Conversations Table Schema
The conversations table — schema design for the inbox
One query must return Alice's full conversation list, sorted by most recent first. The schema must support that without N+1 lookups.
What the inbox query needs#
Alice opens WhatsApp. Her client needs:
For user_id = alice:
→ all conversation rows
→ sorted by last_message_timestamp, most recent first
→ paginated: top 20 first, more on scroll
→ each row contains: conv_id, last_message_preview, last_ts, unread_count
Everything needed to render the inbox in a single query.
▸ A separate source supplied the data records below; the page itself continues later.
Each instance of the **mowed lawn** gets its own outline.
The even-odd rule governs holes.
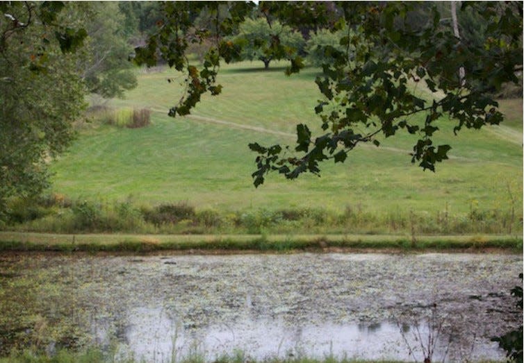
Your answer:
[[[452,145],[452,158],[437,165],[436,173],[411,163],[416,139],[402,133],[383,140],[386,147],[358,148],[343,164],[321,165],[320,178],[307,174],[290,181],[275,174],[255,189],[250,176],[256,154],[248,149],[249,142],[293,145],[297,123],[317,130],[320,124],[313,111],[321,96],[314,83],[318,71],[286,77],[284,63],[272,64],[267,71],[261,65],[223,67],[222,94],[204,96],[191,116],[177,118],[167,112],[180,98],[181,76],[140,71],[138,87],[109,104],[149,108],[152,125],[83,128],[69,151],[52,164],[53,191],[108,202],[129,197],[149,205],[183,201],[221,211],[350,206],[372,212],[447,208],[465,213],[472,208],[507,210],[513,200],[521,213],[522,100],[501,103],[509,117],[501,126],[455,136],[452,123],[442,122],[436,142]]]

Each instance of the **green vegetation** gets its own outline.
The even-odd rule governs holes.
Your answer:
[[[53,192],[10,201],[6,228],[58,233],[404,235],[521,230],[521,100],[501,103],[508,119],[500,126],[459,137],[451,125],[443,128],[443,142],[456,146],[437,174],[410,166],[405,155],[413,140],[399,135],[382,140],[382,148],[354,150],[347,167],[327,166],[322,178],[304,176],[293,183],[275,178],[254,189],[247,143],[255,137],[292,140],[296,119],[314,128],[310,80],[318,71],[308,69],[284,78],[280,71],[250,63],[228,66],[220,74],[225,88],[220,98],[205,100],[193,115],[177,120],[165,113],[179,89],[165,79],[178,74],[141,73],[138,87],[125,99],[93,109],[90,122],[78,125],[78,140],[51,165]],[[142,108],[152,110],[149,127],[110,125],[119,124],[118,115],[127,114],[129,120],[131,110]],[[285,115],[279,112],[284,108]],[[167,205],[185,205],[191,212],[170,217],[158,210]]]
[[[54,252],[247,251],[286,252],[384,249],[398,251],[489,248],[518,252],[522,238],[510,236],[395,236],[391,235],[51,235],[1,233],[0,251]]]
[[[84,353],[73,353],[68,351],[60,351],[54,356],[35,354],[30,351],[22,353],[14,353],[7,358],[0,358],[0,363],[138,363],[142,362],[133,358],[121,358],[117,355],[104,354],[99,350],[90,349]],[[188,357],[173,361],[177,363],[205,363],[204,357],[198,354],[192,354]],[[222,356],[217,358],[215,363],[244,363],[256,361],[247,360],[243,353],[237,353],[231,356]],[[366,363],[369,361],[354,359],[337,359],[334,357],[326,357],[324,359],[316,360],[306,357],[270,359],[264,360],[264,363]],[[380,360],[373,361],[376,363],[400,363],[397,361]],[[487,363],[487,362],[486,362]]]

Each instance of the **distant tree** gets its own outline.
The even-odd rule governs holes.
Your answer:
[[[72,3],[79,12],[88,37],[78,52],[78,67],[88,91],[102,97],[122,97],[137,85],[133,65],[129,62],[133,47],[128,42],[126,17],[113,1]],[[108,16],[110,14],[110,16]]]
[[[310,32],[304,48],[308,64],[322,67],[322,65],[334,62],[333,51],[338,53],[343,51],[341,40],[344,35],[343,30],[332,32],[329,29],[319,29],[316,32]]]
[[[0,3],[0,221],[6,201],[48,185],[49,160],[71,142],[85,87],[71,53],[83,29],[60,2]]]
[[[231,13],[231,23],[241,22],[248,14],[248,6],[254,5],[242,3],[238,12]],[[442,21],[438,3],[336,3],[336,13],[343,15],[349,26],[340,42],[343,50],[332,49],[334,61],[325,65],[322,76],[316,80],[322,99],[315,111],[324,133],[315,137],[306,125],[297,125],[294,151],[289,146],[250,144],[250,149],[259,154],[252,174],[255,186],[263,183],[270,171],[290,179],[304,172],[318,174],[320,162],[343,162],[358,144],[372,142],[379,146],[377,135],[389,137],[402,131],[418,137],[411,162],[434,171],[436,163],[448,159],[451,149],[447,144],[434,144],[440,123],[450,120],[456,133],[463,128],[480,128],[502,120],[498,105],[490,94],[500,90],[505,83],[518,83],[516,74],[522,72],[521,2],[462,3],[460,11],[475,12],[486,24],[482,39],[472,44],[457,37],[452,27]],[[199,6],[166,3],[164,6],[164,21],[170,26],[161,29],[148,40],[146,47],[136,51],[139,63],[152,65],[160,49],[160,56],[170,65],[186,71],[186,93],[171,108],[171,116],[188,114],[206,92],[220,94],[222,86],[216,84],[216,76],[221,58],[226,62],[234,60],[245,47],[259,49],[269,44],[268,52],[261,55],[268,56],[282,43],[280,37],[269,42],[255,42],[258,37],[243,44],[217,42],[199,70],[185,58],[187,43],[183,35],[190,27],[190,15],[197,11]],[[316,12],[307,1],[261,1],[258,8],[263,12],[270,9],[271,19],[266,19],[266,22],[272,26],[277,21],[296,24],[302,15]],[[340,22],[331,25],[322,12],[317,15],[313,24],[317,28],[339,26]],[[256,53],[251,54],[254,57]],[[297,53],[290,53],[288,59],[290,66],[286,74],[299,71],[302,64]],[[465,75],[464,79],[461,74]],[[429,91],[443,96],[429,100],[418,97],[409,87],[409,81],[424,82]],[[410,117],[417,114],[425,117],[422,125]]]
[[[261,60],[266,69],[272,60],[295,58],[304,43],[299,32],[263,18],[246,19],[231,41],[241,49],[237,60]]]

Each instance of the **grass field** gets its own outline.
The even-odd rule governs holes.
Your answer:
[[[181,76],[170,69],[138,69],[138,87],[125,99],[109,100],[106,105],[149,108],[151,124],[140,128],[81,124],[78,140],[51,164],[51,192],[106,206],[124,201],[149,207],[181,202],[222,215],[309,208],[367,213],[379,217],[375,223],[395,216],[408,219],[412,213],[427,221],[466,216],[473,223],[496,216],[504,226],[469,233],[521,230],[521,99],[501,102],[507,119],[500,126],[455,136],[452,122],[443,121],[436,142],[449,143],[452,149],[450,160],[437,165],[436,173],[411,163],[409,153],[416,139],[399,133],[382,140],[381,147],[358,147],[343,164],[321,165],[320,178],[306,174],[290,181],[272,175],[255,189],[250,175],[256,155],[248,149],[249,142],[293,145],[297,123],[320,129],[313,111],[320,96],[313,82],[318,69],[286,77],[284,65],[277,62],[269,71],[256,62],[224,66],[219,75],[222,94],[204,96],[192,115],[177,118],[167,113],[180,97]],[[168,78],[175,81],[169,83]],[[426,90],[414,87],[429,96]]]
[[[288,181],[273,176],[255,189],[250,177],[255,155],[247,144],[293,143],[297,123],[320,124],[313,110],[319,96],[315,69],[290,78],[281,68],[259,67],[226,67],[219,79],[223,94],[204,97],[193,115],[176,119],[166,115],[179,97],[177,87],[166,81],[174,74],[141,74],[139,86],[110,105],[149,108],[152,126],[85,129],[53,164],[54,190],[73,198],[132,196],[139,203],[187,201],[228,210],[350,205],[372,212],[431,212],[448,205],[452,212],[466,212],[473,205],[504,208],[511,201],[509,188],[521,210],[521,100],[502,103],[511,117],[505,126],[464,130],[458,137],[443,126],[439,141],[452,144],[453,158],[435,174],[410,162],[414,140],[399,135],[385,148],[360,147],[343,165],[327,163],[321,178]]]

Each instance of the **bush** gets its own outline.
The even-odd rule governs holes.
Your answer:
[[[518,275],[521,281],[523,280],[523,274]],[[511,289],[511,295],[517,299],[516,306],[520,312],[523,309],[523,289],[522,283]],[[507,332],[500,337],[491,338],[492,341],[498,342],[498,346],[504,349],[506,352],[506,356],[511,362],[516,363],[522,363],[523,354],[523,326],[522,319],[519,319],[521,326],[514,330]]]
[[[206,227],[220,227],[222,224],[220,214],[215,210],[202,210],[196,215],[198,224]]]
[[[8,203],[7,207],[6,219],[9,224],[34,221],[52,213],[52,210],[41,205],[35,198],[16,198]]]
[[[182,219],[193,220],[195,217],[195,208],[186,202],[161,204],[153,208],[142,208],[144,219],[155,226],[174,224]]]

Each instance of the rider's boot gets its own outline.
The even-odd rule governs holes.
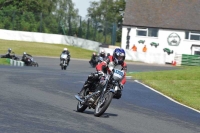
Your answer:
[[[88,80],[85,81],[85,84],[83,85],[81,91],[78,93],[80,98],[84,98],[84,94],[83,94],[84,90],[87,89],[87,88],[90,88],[91,84],[92,84],[91,81],[88,81]]]

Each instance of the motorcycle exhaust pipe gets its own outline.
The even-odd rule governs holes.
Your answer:
[[[79,102],[81,102],[81,103],[84,102],[84,100],[82,100],[82,99],[79,97],[79,95],[75,95],[75,98],[76,98]]]

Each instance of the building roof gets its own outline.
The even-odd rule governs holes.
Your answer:
[[[200,31],[200,0],[126,0],[123,25]]]

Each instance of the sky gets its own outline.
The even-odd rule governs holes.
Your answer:
[[[75,4],[75,8],[79,10],[78,14],[82,17],[87,15],[87,8],[90,7],[90,2],[92,1],[100,1],[100,0],[72,0]]]

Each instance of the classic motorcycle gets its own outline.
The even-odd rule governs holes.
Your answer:
[[[66,70],[67,69],[67,66],[69,64],[68,62],[68,58],[69,58],[69,55],[67,55],[66,53],[62,53],[60,55],[60,59],[61,59],[61,63],[60,63],[60,66],[61,66],[61,69],[63,70]]]
[[[120,81],[123,79],[124,71],[118,67],[111,67],[110,74],[101,74],[100,81],[94,83],[92,89],[83,90],[84,98],[75,95],[78,100],[77,112],[84,112],[86,108],[94,109],[94,116],[100,117],[110,105],[117,92],[121,92]],[[93,91],[91,91],[93,90]]]
[[[92,59],[92,61],[89,61],[91,67],[96,67],[96,65],[99,63],[99,57],[96,56],[94,59]]]
[[[34,66],[34,67],[38,67],[39,64],[33,59],[32,56],[27,56],[25,61],[22,60],[24,62],[25,66]]]
[[[19,60],[19,58],[15,55],[15,52],[12,52],[12,55],[10,55],[10,54],[2,55],[1,58],[9,58],[9,59],[13,59],[13,60]]]

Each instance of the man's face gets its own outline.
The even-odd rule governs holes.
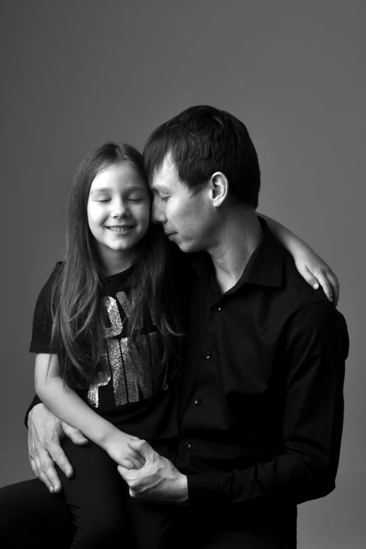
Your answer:
[[[182,252],[198,252],[210,245],[215,219],[209,187],[194,194],[180,181],[168,156],[154,176],[151,220],[161,223],[170,240]]]

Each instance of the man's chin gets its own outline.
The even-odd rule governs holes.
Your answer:
[[[191,242],[182,242],[181,240],[180,242],[175,241],[174,243],[177,244],[180,251],[183,252],[184,254],[194,254],[202,250],[202,248],[199,248],[197,245],[195,245]]]

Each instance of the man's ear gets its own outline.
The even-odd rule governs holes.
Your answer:
[[[210,180],[211,199],[215,208],[220,206],[227,196],[229,182],[222,172],[215,172]]]

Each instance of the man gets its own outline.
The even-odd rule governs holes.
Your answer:
[[[346,323],[258,219],[258,160],[241,122],[192,107],[154,132],[144,158],[153,219],[199,253],[184,283],[191,350],[177,459],[131,441],[145,466],[119,471],[133,497],[175,504],[174,546],[294,548],[297,504],[334,487]],[[69,428],[42,406],[30,436],[44,440],[38,417],[57,439]],[[57,492],[51,458],[69,466],[57,444],[48,448],[31,459]]]

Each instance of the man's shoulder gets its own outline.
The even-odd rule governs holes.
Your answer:
[[[292,256],[284,253],[280,300],[286,303],[288,316],[296,323],[300,318],[309,325],[325,322],[345,323],[343,315],[331,303],[321,286],[315,290],[300,275]]]

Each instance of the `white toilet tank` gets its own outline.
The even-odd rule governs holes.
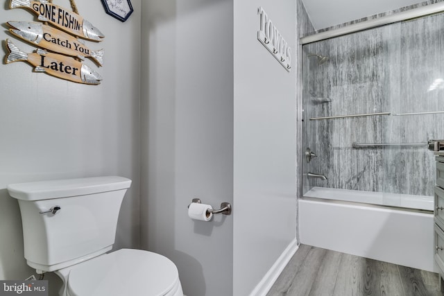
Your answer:
[[[8,186],[20,207],[28,265],[53,271],[111,250],[130,185],[129,179],[109,176]]]

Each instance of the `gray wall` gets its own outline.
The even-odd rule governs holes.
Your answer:
[[[33,21],[24,9],[10,10],[0,18]],[[105,49],[104,66],[97,69],[101,85],[91,86],[33,72],[24,62],[0,65],[0,279],[24,279],[34,271],[23,254],[18,204],[6,191],[8,184],[43,180],[118,175],[133,180],[121,210],[114,247],[139,246],[139,102],[140,1],[121,21],[106,15],[100,1],[77,0],[80,14],[104,33],[93,49]],[[70,7],[69,1],[56,4]],[[6,28],[6,27],[5,27]],[[24,51],[35,48],[3,29]],[[6,49],[3,42],[3,53]],[[86,64],[94,69],[92,62]],[[52,289],[58,284],[56,277]]]
[[[262,6],[292,49],[288,73],[257,40]],[[234,295],[296,239],[296,3],[234,1]]]
[[[393,115],[444,110],[442,82],[430,89],[444,71],[443,21],[443,15],[434,15],[304,46],[305,143],[319,156],[305,171],[329,179],[309,186],[433,195],[434,157],[425,148],[355,149],[352,143],[427,143],[444,137],[443,114]],[[309,56],[313,53],[329,60],[320,64]],[[383,112],[391,115],[309,120]]]
[[[188,295],[232,288],[233,216],[194,221],[187,208],[233,203],[232,6],[142,6],[141,243],[173,260]]]
[[[176,263],[187,295],[248,295],[295,241],[297,71],[257,41],[262,5],[296,59],[296,3],[143,6],[142,246]],[[191,220],[195,197],[233,215]]]

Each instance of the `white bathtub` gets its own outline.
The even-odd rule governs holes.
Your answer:
[[[426,211],[433,211],[434,204],[433,196],[336,189],[325,187],[313,187],[304,194],[304,196]]]
[[[433,212],[368,204],[375,203],[371,193],[319,187],[310,191],[309,197],[305,195],[299,200],[300,243],[436,271]],[[407,207],[418,209],[411,204],[415,198],[410,200]],[[419,200],[425,209],[433,209],[433,200]]]

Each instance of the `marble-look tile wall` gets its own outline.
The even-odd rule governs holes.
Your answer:
[[[425,147],[354,148],[358,143],[444,139],[444,14],[303,46],[304,148],[318,155],[311,186],[432,195],[434,159]],[[318,56],[314,55],[318,55]],[[327,58],[323,59],[323,57]],[[375,112],[390,115],[311,118]]]
[[[296,1],[297,15],[296,20],[298,24],[298,34],[299,37],[302,37],[307,34],[308,32],[312,32],[314,30],[310,19],[307,13],[305,7],[302,3],[302,0],[298,0]],[[295,56],[298,59],[297,63],[298,64],[302,64],[302,46],[298,44],[296,49]],[[302,120],[302,89],[303,87],[301,84],[302,79],[302,67],[296,67],[298,73],[296,75],[296,149],[297,151],[302,150],[302,137],[304,135],[302,125],[300,124]],[[300,155],[299,153],[296,153],[297,155]],[[303,169],[303,159],[302,157],[297,159],[296,162],[296,173],[298,176],[300,176]],[[296,186],[296,196],[302,196],[302,182],[305,182],[305,178],[297,177],[297,186]]]
[[[315,31],[314,29],[313,29],[312,31],[309,31],[306,34],[305,34],[304,37],[305,36],[308,36],[308,35],[313,35],[313,34],[317,34],[318,33],[322,33],[322,32],[325,32],[325,31],[328,31],[336,30],[336,29],[338,29],[339,28],[345,27],[347,26],[352,25],[353,24],[361,23],[363,21],[369,21],[369,20],[371,20],[371,19],[379,19],[380,17],[387,17],[388,15],[395,15],[396,13],[402,12],[403,11],[410,10],[412,10],[412,9],[419,8],[422,7],[422,6],[427,6],[427,5],[431,5],[431,4],[434,4],[434,3],[439,3],[439,2],[443,2],[443,1],[444,0],[427,0],[427,1],[420,2],[420,3],[416,3],[416,4],[409,5],[408,6],[402,7],[400,8],[395,9],[394,10],[386,11],[386,12],[384,12],[378,13],[377,15],[369,15],[368,17],[362,17],[362,18],[358,19],[355,19],[353,21],[348,21],[346,23],[339,24],[337,24],[336,26],[331,26],[331,27],[324,28],[319,29],[319,30],[317,30],[317,31]]]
No follow-up lookups per row.
Schema design#
Table: conversations
PK (partition key) = user_id
SK (sort key) = last_message_timestamp
Attributes:
conv_id
last_message_preview
unread_count
The partition key is user_id alone — not user_id + conv_id. If you combined both into the partition key, you'd need to know the conv_id upfront to query the row, which defeats the purpose. You'd be back to N+1.
With PK = user_id, a single query fetches every row for Alice:
Returns Alice's 20 most recent conversations in one round trip.
Why the sort key choice matters#
The sort key determines how rows are physically ordered within Alice's partition. DynamoDB (and Cassandra) store rows sorted by SK on disk — so the database can return them in order without scanning and sorting at query time.
If SK is last_message_timestamp, the most recent conversation is always at the top. The inbox query is a simple range scan from the top of Alice's partition.
This is the right shape for the read path. But the SK choice has a significant cost on the write path — covered in the next file.
Interview framing
"PK is user_id — gives us all conversations for a user in one query. SK is last_message_timestamp — gives us sort order for free. Attributes store the denormalized preview data so we never need to join to the messages table."